Finding #5 of the whitepaper states that the “Transition to professional education at the graduate level would increase the likelihood that education programs are better aligned with other health care professional programs.” In 1996, 17 years ago the NATA Board of Directors called upon us in education to align our programs with schools of health professions. To date, that has not occurred given that only 21% of programs are housed within colleges/schools with other peer health professions programs. As a member of a department with athletic training, physical therapy, physician assistant studies, and occupational therapy, I can tell you… my job as a Program Director is eased by the commonalities between programs. I do not face the same administrative misunderstanding that my colleagues often experience. Our programs are financially and administratively supported because of the similarities we share with other health professions.
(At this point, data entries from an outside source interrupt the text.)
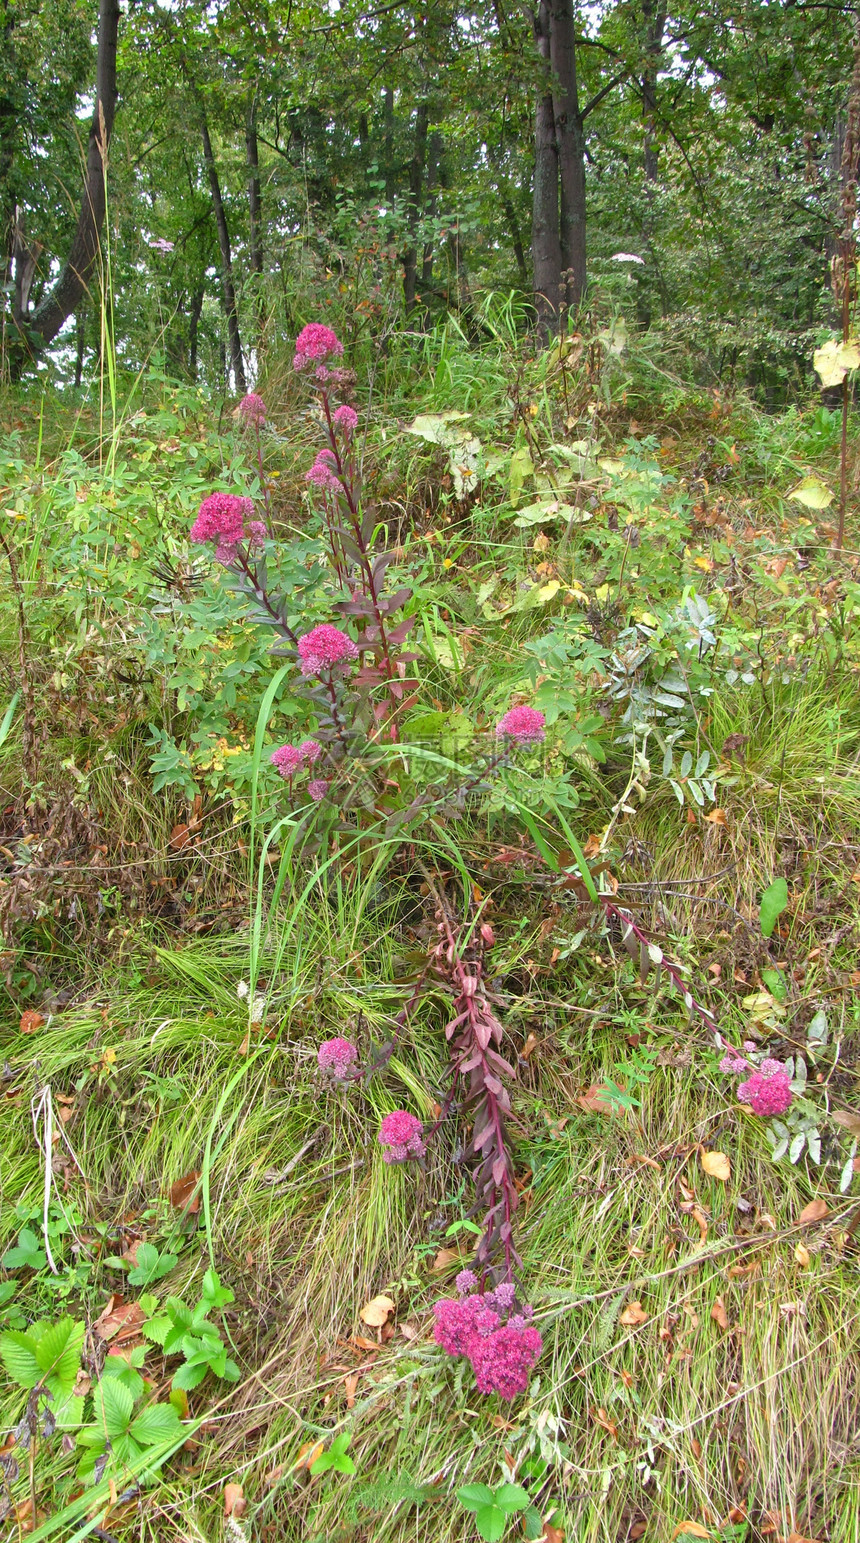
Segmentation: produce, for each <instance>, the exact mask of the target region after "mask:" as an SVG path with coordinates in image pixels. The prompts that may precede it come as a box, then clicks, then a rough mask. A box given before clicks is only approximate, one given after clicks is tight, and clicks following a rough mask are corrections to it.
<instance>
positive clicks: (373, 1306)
mask: <svg viewBox="0 0 860 1543" xmlns="http://www.w3.org/2000/svg"><path fill="white" fill-rule="evenodd" d="M389 1313H394V1302H392V1299H391V1296H372V1298H371V1301H369V1302H364V1307H363V1308H361V1312H360V1313H358V1316H360V1319H361V1322H363V1324H369V1327H371V1329H381V1325H383V1324H386V1322H388V1316H389Z"/></svg>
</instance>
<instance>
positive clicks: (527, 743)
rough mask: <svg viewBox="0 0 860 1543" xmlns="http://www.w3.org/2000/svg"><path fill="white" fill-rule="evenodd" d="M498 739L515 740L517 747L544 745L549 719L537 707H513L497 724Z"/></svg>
mask: <svg viewBox="0 0 860 1543" xmlns="http://www.w3.org/2000/svg"><path fill="white" fill-rule="evenodd" d="M496 738H497V739H514V741H516V742H517V745H542V744H543V741H545V738H547V719H545V717H543V713H539V711H537V708H536V707H511V708H510V711H508V713H505V716H503V717H500V719H499V722H497V724H496Z"/></svg>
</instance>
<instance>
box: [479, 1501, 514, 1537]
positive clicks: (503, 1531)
mask: <svg viewBox="0 0 860 1543" xmlns="http://www.w3.org/2000/svg"><path fill="white" fill-rule="evenodd" d="M506 1526H508V1514H506V1512H505V1511H500V1509H499V1506H482V1508H480V1511H476V1528H477V1529H479V1532H480V1535H482V1538H486V1543H499V1538H500V1537H503V1535H505V1528H506Z"/></svg>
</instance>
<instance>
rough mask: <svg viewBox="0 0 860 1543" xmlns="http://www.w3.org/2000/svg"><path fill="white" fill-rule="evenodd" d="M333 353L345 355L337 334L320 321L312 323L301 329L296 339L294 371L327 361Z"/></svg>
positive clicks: (313, 322) (295, 343)
mask: <svg viewBox="0 0 860 1543" xmlns="http://www.w3.org/2000/svg"><path fill="white" fill-rule="evenodd" d="M332 353H335V355H340V353H343V343H341V341H340V338H338V335H337V332H332V329H330V327H324V326H323V324H321V322H320V321H312V322H309V326H307V327H303V329H301V332H300V335H298V338H296V339H295V358H293V370H304V369H307V366H309V364H315V363H317V361H318V360H320V361H321V360H327V358H329V356H330V355H332Z"/></svg>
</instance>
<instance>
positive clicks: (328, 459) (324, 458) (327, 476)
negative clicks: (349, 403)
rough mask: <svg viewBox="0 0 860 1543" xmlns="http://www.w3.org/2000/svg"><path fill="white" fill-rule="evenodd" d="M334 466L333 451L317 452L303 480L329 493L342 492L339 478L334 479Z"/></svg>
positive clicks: (335, 478) (336, 463) (335, 462)
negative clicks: (310, 467) (322, 488)
mask: <svg viewBox="0 0 860 1543" xmlns="http://www.w3.org/2000/svg"><path fill="white" fill-rule="evenodd" d="M338 412H340V407H338ZM335 417H337V414H335ZM335 466H337V460H335V454H334V451H318V452H317V460H315V461H313V466H312V468H310V471H309V472H306V474H304V480H306V481H309V483H313V486H315V488H323V489H324V491H329V492H343V483H341V480H340V477H335Z"/></svg>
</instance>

Finding #6 of the whitepapers states that “Professional education at the graduate level should facilitate interprofessional education.” For the 33% of programs housed in separate units and the 16% that are the only Athletic Training programs at their respective institutions, interprofessional education (IPE) is not only difficult, it can sometimes be impossible. Moreover, programs, like ours at Indiana State, face different, less tangible challenges with IPE. We face circumstances where IPE with undergraduate students is scoffed at… because obviously it is “beneath” graduate students (from other disciplines) to spend time learning from with and about Athletic Training students learning at an undergraduate level. Other disciplines sometimes fail to see the difference between professional and post-professional degrees… and while my graduate students are practicing clinicians and have already shaped their professional identity… the other disciplines would prefer work with them, simply because they are earning the “same” degree.
Finding #8 of the whitepaper states that “Professional education should not complete with general education, liberal arts, and foundational science requirements because it detracts from the effectiveness of the professional educational experience.” This, in my opinion, is the greatest challenge faced by our current educational model. While a general education curricula is crucial to establishing contributing citizens, the competing demands of shaping a young person to contribute in the world and the development of a fine-tuned clinician is often at odds. Add to this the competing demands of the millennial student and their needs to have life-work balance (NOT A CRITICISM from me!) and often jobs to support the growing cost of higher education. Our undergraduate students are expected to do more, to be more than their classmates in other majors. And the consequences are found in the quality of their clinical experience and the expectations, we as educators, can hold within our classrooms.
From this singular, only curricular perspective, a transition to a professional degree at the masters level has the potential to improve the quality of education and ability to interact with other disciplines with ease. Furthermore, it will allow undergraduate to focus on the things that will make them strong contributors and effective graduate students. And who knows… with a little creative curricular artistry, programs could be delivered in a 3+2=5 model to quicken the time to degree and potentially decrease cost, all without compromising the quality of the clinician.